A new refinery for blended lubricants to meet lower emission and raise fuel economy
Last February 16th, ExxonMobil Corp. has announced the expansion of its Singapore refinery to support the production of the company’s EHC™ Group II base stocks.
The aim is to develop the global supply of these products, enhancing the Singapore facility’s competitiveness. In facts, the project has been meant to enable customers “to blend lubricants that satisfy more-stringent specifications, help reduce emissions, and improve fuel economy and low-temperature performance“, ExxonMobil said.
On the other hand, Reuters published last week an announcement that a carbon tax on direct emitters is to be introduced from 2019. A strong signal that places Singapore – Asia’s main oil trading hub – in the way to moving towards a longer-term future dominated by cleaner technology and resources.

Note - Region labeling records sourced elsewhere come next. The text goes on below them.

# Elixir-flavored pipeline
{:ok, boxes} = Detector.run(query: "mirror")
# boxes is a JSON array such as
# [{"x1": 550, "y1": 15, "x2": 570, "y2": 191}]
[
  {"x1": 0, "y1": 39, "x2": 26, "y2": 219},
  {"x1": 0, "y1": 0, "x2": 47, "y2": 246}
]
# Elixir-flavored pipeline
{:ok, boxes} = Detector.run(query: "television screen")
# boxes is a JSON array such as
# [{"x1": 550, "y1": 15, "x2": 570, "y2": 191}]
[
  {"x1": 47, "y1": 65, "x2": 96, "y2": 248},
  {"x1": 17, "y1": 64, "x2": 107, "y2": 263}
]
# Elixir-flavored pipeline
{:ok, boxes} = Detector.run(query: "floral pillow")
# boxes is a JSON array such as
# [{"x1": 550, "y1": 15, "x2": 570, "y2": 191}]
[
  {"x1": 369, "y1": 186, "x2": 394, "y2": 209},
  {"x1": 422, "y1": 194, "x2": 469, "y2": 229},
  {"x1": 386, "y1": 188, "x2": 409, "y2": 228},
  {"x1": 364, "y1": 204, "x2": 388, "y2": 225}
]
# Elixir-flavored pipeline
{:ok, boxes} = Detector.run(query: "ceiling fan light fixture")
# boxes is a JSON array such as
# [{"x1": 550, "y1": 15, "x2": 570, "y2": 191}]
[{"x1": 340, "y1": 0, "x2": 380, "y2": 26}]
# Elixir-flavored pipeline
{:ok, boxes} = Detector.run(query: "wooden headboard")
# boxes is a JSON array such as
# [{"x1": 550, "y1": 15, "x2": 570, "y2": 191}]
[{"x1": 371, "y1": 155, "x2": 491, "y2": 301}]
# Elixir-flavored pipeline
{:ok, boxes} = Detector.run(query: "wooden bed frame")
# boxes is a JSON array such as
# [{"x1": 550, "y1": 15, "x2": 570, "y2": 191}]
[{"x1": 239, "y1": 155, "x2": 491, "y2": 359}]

The ExxonMobil’s EHC product line has been designed to maximize the performance of all major automotive engine oil grades and to enhance the performance of finished lubricants used in multiple industries.
This expansion project represents the latest in a series of recent ExxonMobil investments in base stock production, including a previous expansion of capacity at the Singapore refinery in 2014, a recently-commissioned project at the company’s major integrated facility in Baytown, Texas, and introduction of Group II base stocks into European markets ahead of the anticipated completion of the new Rotterdam hydrocracker unit in 2018.
ExxonMobil released that a cogeneration project has started to improve energy efficiency and reduce emissions at the Singapore refinery. Construction is expected to begin during the second quarter of 2017 with completion anticipated in 2019.